Phase shifting pt 2 – The fog of war

Let’s use my own cycling sprint training as an example of how phase-shifts can look like in performance: In January 2019 I had almost given up trying to record an average power over 800W for 10 seconds on rollers since failing to do so for months. Then all of a sudden I did it, and I to this day never again failed to do so. The next phase shift happened in October the same year bumping the stable state that performance varied around to 850W and a few months later, after seeing my performances fluctuate around the same stable state it once again shifted and since then I have never again seen less than 900 average watts when sprinting on the rollers.

(side-note: it’s crazy what low bodyweight and small frontal area/low drag does for speed. My training buddy does almost 400W higher average than me for this time-frame, and I would still more often than not beat him on 500m sprints… But some distance after that his supreme storage of kinetic energy shines through and he comfortably beats me)

The same things can been seen during this period when it comes to actual performance (speed) on the track where I went from 12.40 to 11.72 for a Flying 200m and >40 seconds to 38.02 for the 500m (on a slow, short and steep track as the Falun velodrome).

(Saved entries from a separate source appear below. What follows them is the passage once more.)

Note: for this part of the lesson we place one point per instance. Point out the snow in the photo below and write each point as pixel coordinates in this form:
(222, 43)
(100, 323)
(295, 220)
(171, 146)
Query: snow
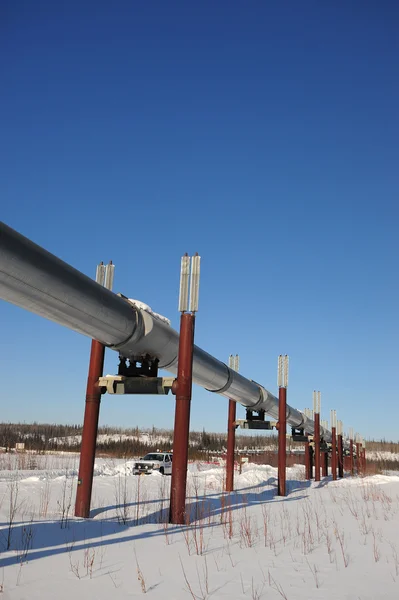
(143, 306)
(330, 540)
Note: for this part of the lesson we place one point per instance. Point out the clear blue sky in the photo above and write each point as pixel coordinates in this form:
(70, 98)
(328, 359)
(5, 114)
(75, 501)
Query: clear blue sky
(263, 135)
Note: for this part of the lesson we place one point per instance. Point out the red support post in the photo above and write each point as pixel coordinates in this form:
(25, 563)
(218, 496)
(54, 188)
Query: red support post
(182, 388)
(358, 458)
(324, 464)
(282, 440)
(308, 461)
(311, 461)
(89, 434)
(334, 453)
(316, 439)
(340, 456)
(231, 439)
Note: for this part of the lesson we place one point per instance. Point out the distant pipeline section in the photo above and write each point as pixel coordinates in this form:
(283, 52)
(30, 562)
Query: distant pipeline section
(38, 281)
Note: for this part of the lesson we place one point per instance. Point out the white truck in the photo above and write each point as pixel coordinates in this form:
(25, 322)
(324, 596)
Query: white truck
(154, 461)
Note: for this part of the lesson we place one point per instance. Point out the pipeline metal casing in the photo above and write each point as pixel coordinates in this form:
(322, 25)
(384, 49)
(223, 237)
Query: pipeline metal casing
(38, 281)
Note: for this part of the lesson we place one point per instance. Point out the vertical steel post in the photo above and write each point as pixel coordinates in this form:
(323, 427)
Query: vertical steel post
(358, 457)
(89, 433)
(316, 438)
(334, 453)
(182, 387)
(231, 435)
(364, 458)
(308, 461)
(104, 276)
(324, 464)
(282, 381)
(231, 432)
(317, 446)
(340, 450)
(352, 468)
(333, 420)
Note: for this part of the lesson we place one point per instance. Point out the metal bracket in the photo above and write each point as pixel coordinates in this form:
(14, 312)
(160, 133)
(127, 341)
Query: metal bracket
(298, 434)
(146, 366)
(257, 424)
(119, 384)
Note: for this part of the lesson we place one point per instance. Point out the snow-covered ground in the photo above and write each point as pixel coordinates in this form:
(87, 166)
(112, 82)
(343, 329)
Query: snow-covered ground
(333, 540)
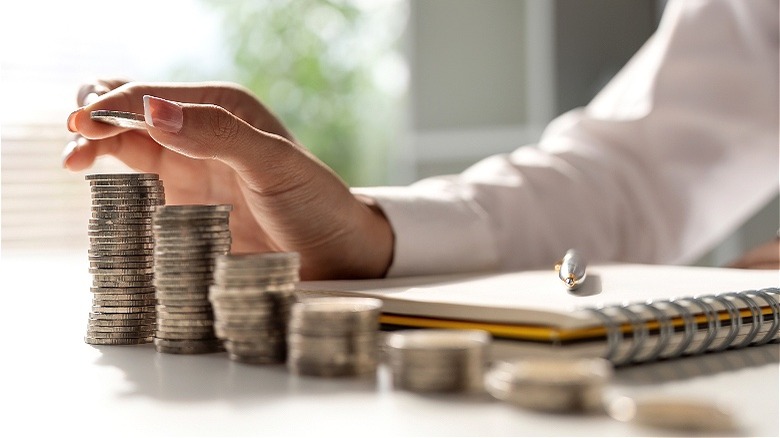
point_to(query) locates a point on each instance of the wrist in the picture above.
(378, 247)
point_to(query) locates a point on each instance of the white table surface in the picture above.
(56, 385)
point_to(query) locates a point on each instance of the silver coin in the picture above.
(257, 360)
(125, 341)
(183, 303)
(551, 384)
(122, 119)
(178, 309)
(682, 414)
(97, 324)
(184, 344)
(143, 316)
(144, 223)
(121, 329)
(184, 336)
(122, 309)
(265, 259)
(121, 176)
(194, 209)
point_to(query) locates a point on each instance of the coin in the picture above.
(438, 360)
(551, 384)
(122, 119)
(673, 413)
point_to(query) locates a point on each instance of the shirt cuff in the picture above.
(437, 231)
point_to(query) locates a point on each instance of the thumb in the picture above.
(205, 131)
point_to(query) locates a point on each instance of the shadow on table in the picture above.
(192, 378)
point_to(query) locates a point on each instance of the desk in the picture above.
(56, 385)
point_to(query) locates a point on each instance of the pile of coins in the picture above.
(438, 360)
(551, 384)
(121, 258)
(188, 238)
(252, 295)
(334, 336)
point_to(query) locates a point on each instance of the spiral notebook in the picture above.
(627, 313)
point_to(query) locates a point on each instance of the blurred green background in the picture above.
(322, 67)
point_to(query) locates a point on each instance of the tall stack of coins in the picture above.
(188, 238)
(334, 336)
(251, 296)
(121, 258)
(423, 360)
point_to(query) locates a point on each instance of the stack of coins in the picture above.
(334, 336)
(428, 360)
(121, 258)
(551, 384)
(252, 295)
(188, 238)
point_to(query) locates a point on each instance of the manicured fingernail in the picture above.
(70, 149)
(72, 121)
(163, 114)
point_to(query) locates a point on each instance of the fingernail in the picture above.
(69, 150)
(163, 114)
(72, 121)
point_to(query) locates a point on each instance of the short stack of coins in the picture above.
(550, 383)
(334, 336)
(121, 258)
(438, 360)
(188, 238)
(252, 295)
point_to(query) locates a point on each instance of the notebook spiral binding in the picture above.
(654, 335)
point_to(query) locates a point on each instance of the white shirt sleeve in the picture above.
(678, 150)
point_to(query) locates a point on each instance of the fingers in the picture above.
(136, 150)
(211, 132)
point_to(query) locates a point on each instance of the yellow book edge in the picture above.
(539, 333)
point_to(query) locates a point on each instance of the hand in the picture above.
(214, 143)
(766, 256)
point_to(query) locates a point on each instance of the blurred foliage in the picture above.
(314, 63)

And this without structured wave-loading of either volume or intensity of training, which I was inspired to try from reading Anatoliy Bondarchuk. When I first read about the training regimes described by him, his method was very eye-opening (and surprising) to me. They certainly was not like the traditional ”Bompa”-style planning strategies that was the usual thing to see in academic literature (and that I no longer feel is a particularly useful tool). To simplify this it means that once a ’program’ or ’set of programs’ is prescribed, it is simply repeated over and over again without change, or much change, until an adaptation response is observed – hopefully leading to a phase shift in performance.

One must remember that the day-to-day measure of success here is not simply a question of load tolerance or survival (negative feedback), but rather one of enhancement and growth (positive feedback) over the medium to long-term, and to allow this to happen we should not necessarily take negative performance (one step back) to mean we are not paving the way for successful adaptation just around the corner (two steps forward).

Non-linearity and complexity in modern thought also expressed itself in the writings of General Carl von Clausewitz (1780–1831) who recognized the essentially dynamic and unpredictable nature of war. His major work, ”On war”, recognized the inherent limits of reason when grappling with dynamic and complex phenomenon.

”Success is not due simply to general causes. Particular factors can often be decisive – details only known to those who were on the spot […] while issues can be decided by chances and incidents so minute as to figure in histories simply as anecdotes.”

Non-linear phenomena, characterized by positive feedback loops and sensitivity to initial conditions, are precisely those that allow for such an amplification of “minute incidents”. Another way of stating this is to say that “local causes can have global effects”.